Lo cierto es que el infierno es una crueldad psicológica, emocional e intelectual; es una creación de las religiones para amedrentar, atemorizar y coaccionar a las personas. La académica y escritora catalana Carme Riera decía en una entrevista: “Los niños teníamos en el franquismo unas pesadillas horribles. El sentimiento de culpa era horroroso. Nos robaron una infancia feliz. La religión marcaba el único camino a seguir, y fuera de él sólo quedaba el infierno. A los miedos infantiles naturales se añadía el miedo al infierno, terrorífico”. Desde la Psicología es un espanto y un verdadero disparate  adoctrinar a los niños en el horror que les lleva a aprender el mundo desde el miedo, la represión, la culpa y la tristeza, y no desde la alegría y la libertad. No se me ocurre una mayor inmoralidad.

El infierno son los otros, decía Sartre aludiendo a la naturaleza de la condición humana, desde la perspectiva de la filosofía. El infierno es haber perdido la esperanza, decía, en registro literario, el escritor inglés Archibald J.Cronin.

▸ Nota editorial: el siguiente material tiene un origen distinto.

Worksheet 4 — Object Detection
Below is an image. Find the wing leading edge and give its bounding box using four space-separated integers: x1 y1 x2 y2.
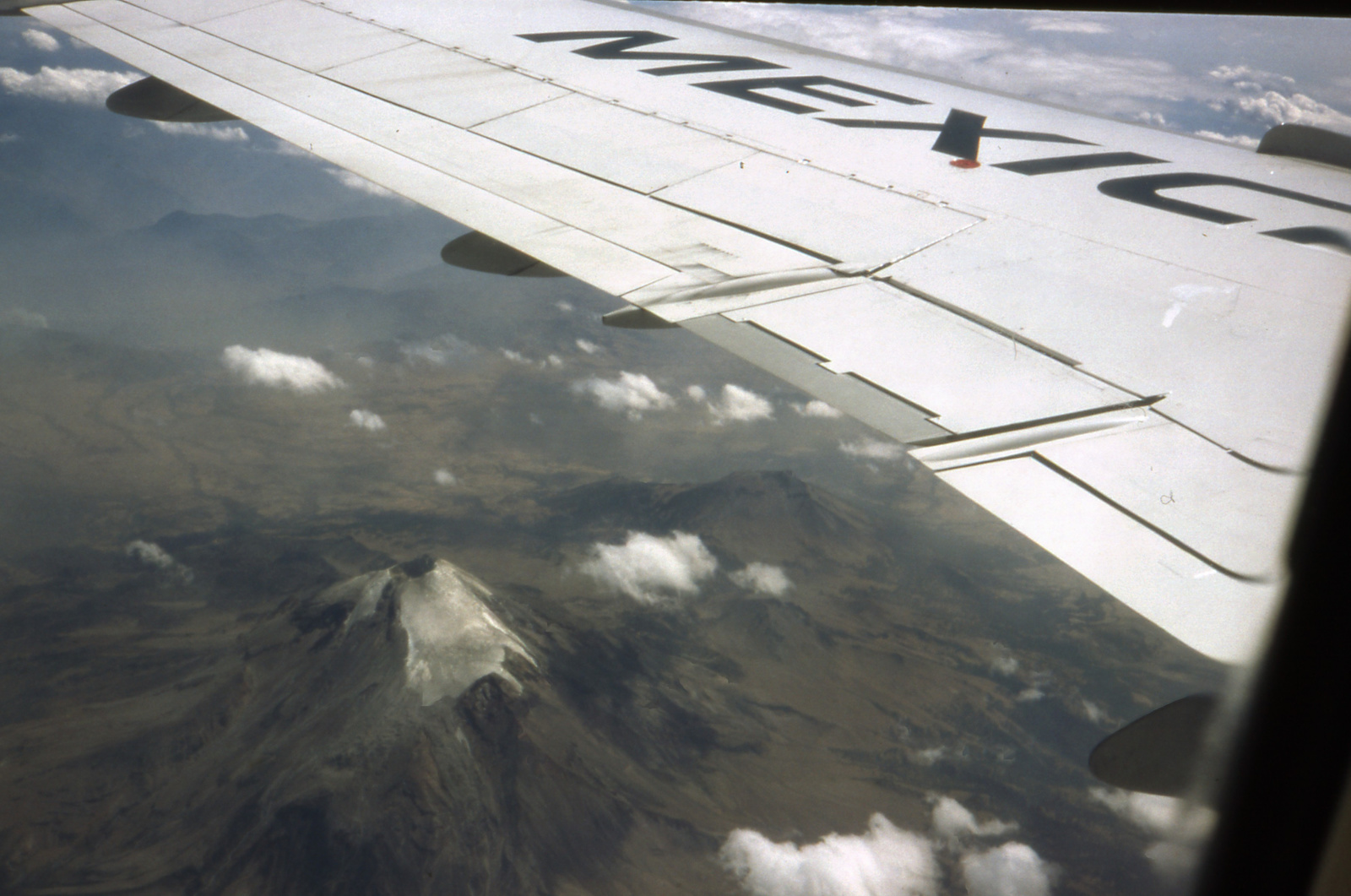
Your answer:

En general, en la actualidad, lógicamente se utiliza la palabra desde lo simbólico, para expresar el sufrimiento y las agonías humanas, no en la ultratumba, sino aquí, a nuestro alrededor. Pero hace unos días, el pasado miércoles 20 de septiembre, el secretario general de la ONU, António Guterres, utilizó la palabra infierno de una manera, no sólo simbólica, sino literal. Y enormemente elocuente.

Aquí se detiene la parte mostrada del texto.